No contexto da algoritimização da vida, o filósofo Sandro Luiz Bazzanella, professor na Universidade do Contestado (UnC), em Canoinhas, Santa Catarina, reflete que há uma proliferação de discursos mentirosos (fake news), de ódio, de ascendência autoritária, de narrativas simplistas, de impulsionamento algorítmico de ideias e discursos preconceituosos, bem como de incitação à violência e destruição dos laços comuns de convivência. Isso reivindica que tracemos outras experiências de “habitar coletivamente o mundo”.
Na compreensão do historiador Adriano de Freixo, docente na Universidade Federal Fluminense (UFF), no antissemitismo contemporâneo o ódio aos judeus ganha um novo elemento: “a ideia da ‘raça semita’ como uma ‘raça inferior’, ‘degenerada’. Os judeus se tornam os personagens centrais de inúmeras teorias da conspiração que circulavam na Europa e chegam nas Américas na passagem do século XIX. É esse antissemitismo que se consolida na primeira metade do século XX e que teve sua expressão mais extremada e bárbara no nazismo”. O jornalista e publicitário Sergio Schargel, que concedeu entrevista em dupla com Adriano, faz a ressalva de que “a ideia de ‘semita’ para classificar os judeus já é, por si só, uma distorção. Isso faz, inclusive, com que algumas pessoas generalizem o antissemitismo como ódio tanto aos judeus quanto aos árabes”.
José Cláudio Alves, docente na Universidade Federal Rural do Rio de Janeiro (UFRRJ), analisa o ódio constitutivo que os moradores dos Complexos do Alemão e da Penha relatam em referência ao massacre no Rio de Janeiro em outubro deste ano: “um ódio de uma organização de segurança pública que foi construída para ser isso que é desde a ditadura militar. Mas agora é como se tivessem soltado todos os ódios que alimentaram ao longo desse período todo. Esse ódio é cultivado diariamente, por meio de operações menores. Na prática, as tropas da polícia são treinadas diariamente em pequenos eventos constantes de morte, de ódio e de segregação de populações pobres. Essa é a função desses cães de guerra. Eles são treinados para isso”.
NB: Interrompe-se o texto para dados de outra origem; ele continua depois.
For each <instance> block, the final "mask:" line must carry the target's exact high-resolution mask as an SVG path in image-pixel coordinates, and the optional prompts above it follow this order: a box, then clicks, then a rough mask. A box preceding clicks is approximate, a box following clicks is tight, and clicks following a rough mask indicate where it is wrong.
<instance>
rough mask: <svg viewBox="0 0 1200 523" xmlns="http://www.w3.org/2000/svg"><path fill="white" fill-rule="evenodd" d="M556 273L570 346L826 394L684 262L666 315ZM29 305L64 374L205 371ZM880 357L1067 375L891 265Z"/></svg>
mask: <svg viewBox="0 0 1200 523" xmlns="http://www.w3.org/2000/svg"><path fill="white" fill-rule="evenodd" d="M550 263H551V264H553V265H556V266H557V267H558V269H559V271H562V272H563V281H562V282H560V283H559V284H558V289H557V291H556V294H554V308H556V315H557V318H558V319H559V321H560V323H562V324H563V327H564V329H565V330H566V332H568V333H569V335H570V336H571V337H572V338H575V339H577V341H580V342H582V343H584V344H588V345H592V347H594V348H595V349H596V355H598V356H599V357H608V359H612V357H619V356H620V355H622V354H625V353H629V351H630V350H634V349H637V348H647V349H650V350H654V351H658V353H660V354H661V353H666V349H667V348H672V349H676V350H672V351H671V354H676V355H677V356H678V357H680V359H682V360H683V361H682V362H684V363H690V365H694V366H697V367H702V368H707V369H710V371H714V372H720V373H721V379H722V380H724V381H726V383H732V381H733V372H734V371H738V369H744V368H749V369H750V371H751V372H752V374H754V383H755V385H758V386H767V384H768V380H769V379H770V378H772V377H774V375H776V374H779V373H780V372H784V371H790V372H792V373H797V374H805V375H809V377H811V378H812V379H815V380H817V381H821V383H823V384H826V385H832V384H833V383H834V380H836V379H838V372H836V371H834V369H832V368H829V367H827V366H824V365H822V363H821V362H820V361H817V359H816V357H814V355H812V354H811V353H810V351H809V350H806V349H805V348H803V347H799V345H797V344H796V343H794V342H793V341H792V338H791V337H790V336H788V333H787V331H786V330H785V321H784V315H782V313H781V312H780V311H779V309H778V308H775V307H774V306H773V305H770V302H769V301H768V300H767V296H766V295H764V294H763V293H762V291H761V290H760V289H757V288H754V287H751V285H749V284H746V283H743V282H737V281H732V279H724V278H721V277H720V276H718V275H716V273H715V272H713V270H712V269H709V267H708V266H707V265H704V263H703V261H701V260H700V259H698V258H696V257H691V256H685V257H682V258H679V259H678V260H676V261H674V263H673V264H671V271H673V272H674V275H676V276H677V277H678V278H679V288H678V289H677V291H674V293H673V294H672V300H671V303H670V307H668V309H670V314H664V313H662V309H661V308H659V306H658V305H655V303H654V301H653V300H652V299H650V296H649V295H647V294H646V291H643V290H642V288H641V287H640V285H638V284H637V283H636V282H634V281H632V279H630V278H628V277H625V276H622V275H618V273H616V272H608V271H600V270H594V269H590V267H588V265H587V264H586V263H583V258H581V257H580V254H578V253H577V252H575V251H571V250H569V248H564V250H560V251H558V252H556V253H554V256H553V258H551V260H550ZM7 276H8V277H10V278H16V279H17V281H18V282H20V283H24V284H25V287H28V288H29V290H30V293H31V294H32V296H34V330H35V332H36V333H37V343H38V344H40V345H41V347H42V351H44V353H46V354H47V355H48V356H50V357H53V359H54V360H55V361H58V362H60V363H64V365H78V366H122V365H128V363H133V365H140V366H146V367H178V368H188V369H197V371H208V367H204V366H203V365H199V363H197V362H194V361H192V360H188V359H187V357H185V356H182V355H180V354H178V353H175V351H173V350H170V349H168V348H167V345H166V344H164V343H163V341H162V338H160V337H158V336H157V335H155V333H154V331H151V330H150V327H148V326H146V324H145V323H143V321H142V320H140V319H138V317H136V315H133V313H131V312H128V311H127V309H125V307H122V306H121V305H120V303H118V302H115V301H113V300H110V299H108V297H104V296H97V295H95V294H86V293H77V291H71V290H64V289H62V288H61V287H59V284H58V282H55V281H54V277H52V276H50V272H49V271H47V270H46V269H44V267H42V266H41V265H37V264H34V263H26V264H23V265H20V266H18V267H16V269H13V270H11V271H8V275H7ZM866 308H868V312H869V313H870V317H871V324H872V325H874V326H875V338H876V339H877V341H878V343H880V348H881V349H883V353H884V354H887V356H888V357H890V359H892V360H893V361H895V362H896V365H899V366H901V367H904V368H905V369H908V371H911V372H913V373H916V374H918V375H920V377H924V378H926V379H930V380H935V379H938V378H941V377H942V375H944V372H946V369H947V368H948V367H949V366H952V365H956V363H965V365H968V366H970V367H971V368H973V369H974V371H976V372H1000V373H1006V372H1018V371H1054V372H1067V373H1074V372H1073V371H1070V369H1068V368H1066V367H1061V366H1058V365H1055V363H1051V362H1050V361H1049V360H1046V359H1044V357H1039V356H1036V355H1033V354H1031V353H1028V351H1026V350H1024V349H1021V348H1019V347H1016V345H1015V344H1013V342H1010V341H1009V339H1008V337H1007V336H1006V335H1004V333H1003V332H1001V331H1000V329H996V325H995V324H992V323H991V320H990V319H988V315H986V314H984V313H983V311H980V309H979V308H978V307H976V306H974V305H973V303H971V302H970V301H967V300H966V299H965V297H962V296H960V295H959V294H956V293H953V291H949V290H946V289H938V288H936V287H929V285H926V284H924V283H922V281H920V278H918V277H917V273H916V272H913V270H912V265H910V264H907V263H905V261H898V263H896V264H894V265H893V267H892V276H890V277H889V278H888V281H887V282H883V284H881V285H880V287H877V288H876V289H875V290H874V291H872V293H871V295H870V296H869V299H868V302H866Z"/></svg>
José de Souza Martins, sociólogo, é categórico: “A polarização política no Brasil bolsonarista foi induzida pela produção intencional do ódio ao diferente, através das ‘fake news’, reconfigurado como o polarmente oposto. Nomes, identidades, perfis foram satanizados com atributos alarmantes e descabidos de grande significado nas condenações morais da cultura popular”.
Argus Romero Abreu de Morais, professor visitante na Faculdade de Artes, Letras e Comunicação da Universidade Federal de Mato Grosso do Sul (FAALC/UFMS), pondera que, se por um lado a desinformação funciona como uma máquina do ódio, por outro o ressentimento e sua relação com o desejo de vingança nos ajudam a pensarmos o cenário atual, “especialmente quando discursos políticos procuram canalizar as frustrações sociais complexas para o ataque e o ódio a grupos marginalizados”.
Para o filósofo italiano Sandro Chignola, docente na Università degli Studi di Padova (UNIPD), guardados os contextos diferentes, o fascismo de hoje tem no ódio à esquerda apenas uma “evocação retórica”, pois se for possível fazer negócios, acordos são possíveis. “Devemos partir do pressuposto de que o fascismo não é um arquétipo, uma constante trans-histórica cujas características definidoras podem ser analisadas de uma vez por todas, mas o fascismo, particularmente o do século XX, é um protótipo, um modelo ou um tipo de intervenção na crise econômica e na ruptura dos mecanismos de acumulação do capital, destinado a ser desenvolvido em novas direções e em relação a finalidades diferentes”, elucida.
A todos os leitores e leitoras, o Instituto Humanitas Unisinos – IHU deseja uma excelente semana e uma leitura prazerosa desta edição!